Posted by: admin December 28, 2021 Leave a comment

Questions:

I am using Spring Web MVC and Hibernate for developing my application.

My login.jsp page has following code :

<form:form method="post" commandName="User">
   User Name : 
      <form:input path="email"/>
   Password : 
     <form:input path="password"/>

<input type="submit" align="center" value="Execute">

Now, My servlet.xml file has following code :

 <bean name="/uservalidate.htm" class="com.sufalam.mailserver.presentation.web.UserValidateFormController">
        <property name="sessionForm" value="true"/>
        <property name="commandName" value="User"/>
        <property name="commandClass" value="com.sufalam.mailserver.bean.User"/>
        <property name="formView" value="login"/>
        <property name="successView" value="layout.jsp"/>
        <property name="userSecurityProcessor" ref="IUserSecurityProcessor"/>
    </bean>

My UserValidateFormController has following code :

public class UserValidateFormController extends SimpleFormController {

    /** Logger for this class and subclasses */
    protected final Log logger = LogFactory.getLog(getClass());
    private IUserSecurityProcessor userSecurityProcessor;

    public ModelAndView onSubmit(Object command)
            throws ServletException, SufalamException {
            ModelAndView mav = new ModelAndView();
            Map model = new HashMap();


        String username = ((User) command).getEmail();
        String password = ((User) command).getPassword();
        List userChecking = new ArrayList();
        userChecking = userSecurityProcessor.findByAll(username, password, 0.0);
        System.out.println("userChecking length = "+userChecking.size());
        if (userChecking.size() == 1) {
            return new ModelAndView("layout");
            //return new ModelAndView(new RedirectView(getSuccessView()));
        }

        return new ModelAndView("login", model);

    }

    protected Object formBackingObject(HttpServletRequest request) throws ServletException {
        User user = new User();
        return user;
    }

  public void setUserSecurityProcessor(IUserSecurityProcessor userSecurityProcessor) {
        this.userSecurityProcessor = userSecurityProcessor;

    }

In my UserValidateFormController at the time of handing submit event, i am checking that username and password are correct or not..

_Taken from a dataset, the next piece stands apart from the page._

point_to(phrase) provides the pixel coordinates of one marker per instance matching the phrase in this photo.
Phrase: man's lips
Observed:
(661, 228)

It’s working fine & if both are matching then its redirecting to layout.jsp, that’s also fine.

But if username or password are incorrect then i want to redirect to same login.jsp page and display appropriate error..

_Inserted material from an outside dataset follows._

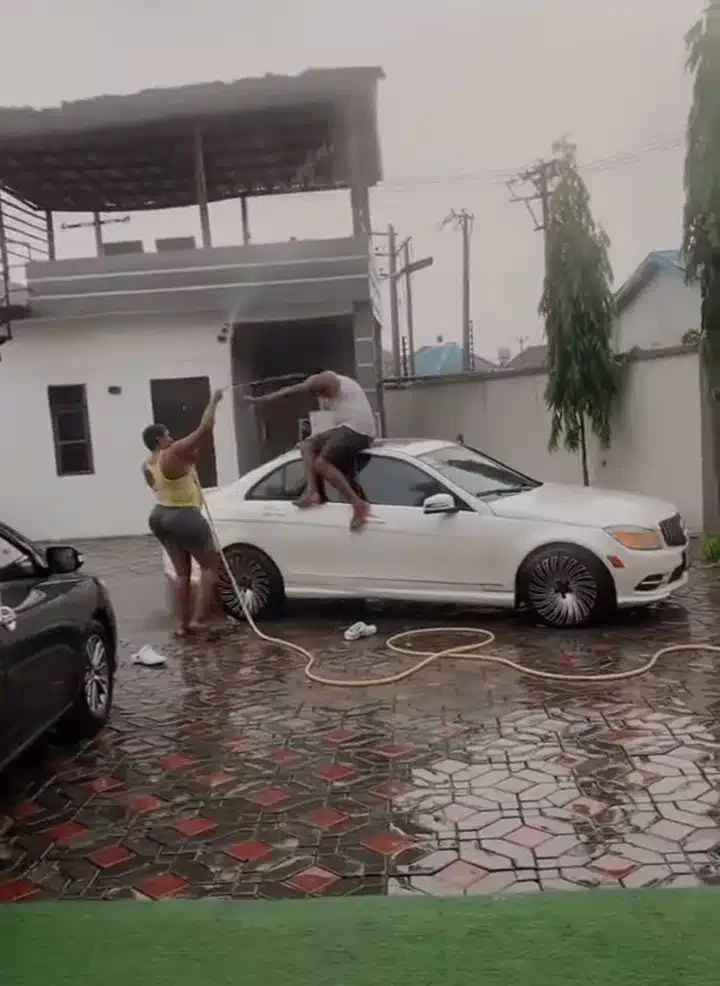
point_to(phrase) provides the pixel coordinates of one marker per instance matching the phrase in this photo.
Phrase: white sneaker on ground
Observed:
(147, 657)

Please suggest me the solution that what to do redirecting to same view controller..

Thanks in advance..

Answers:

Finally solve this issue with following line of code :

return new ModelAndView(new RedirectView(getSuccessView()));

or

return new ModelAndView(new RedirectView("success.htm");

Thanks…

###

If you have an InternalResourceViewResolver configured, you can do it like this:

return new ModelAndView("redirect:success.htm");

In my opinion, this is clearer.

###

I would say all you have to do is populate your model before using it again:

    if (userChecking.size() == 1) {
        return new ModelAndView("layout");
        //return new ModelAndView(new RedirectView(getSuccessView()));
    }
    model.put("User", command);
    return new ModelAndView("login", model);

###

… not sure if this is what you’re looking for, but is this how I solve your problem:

    else { return new ModelAndView( "login", model ); }

… otherwise I missed something in your question. It seems to me you’re pretty far to get stuck like this.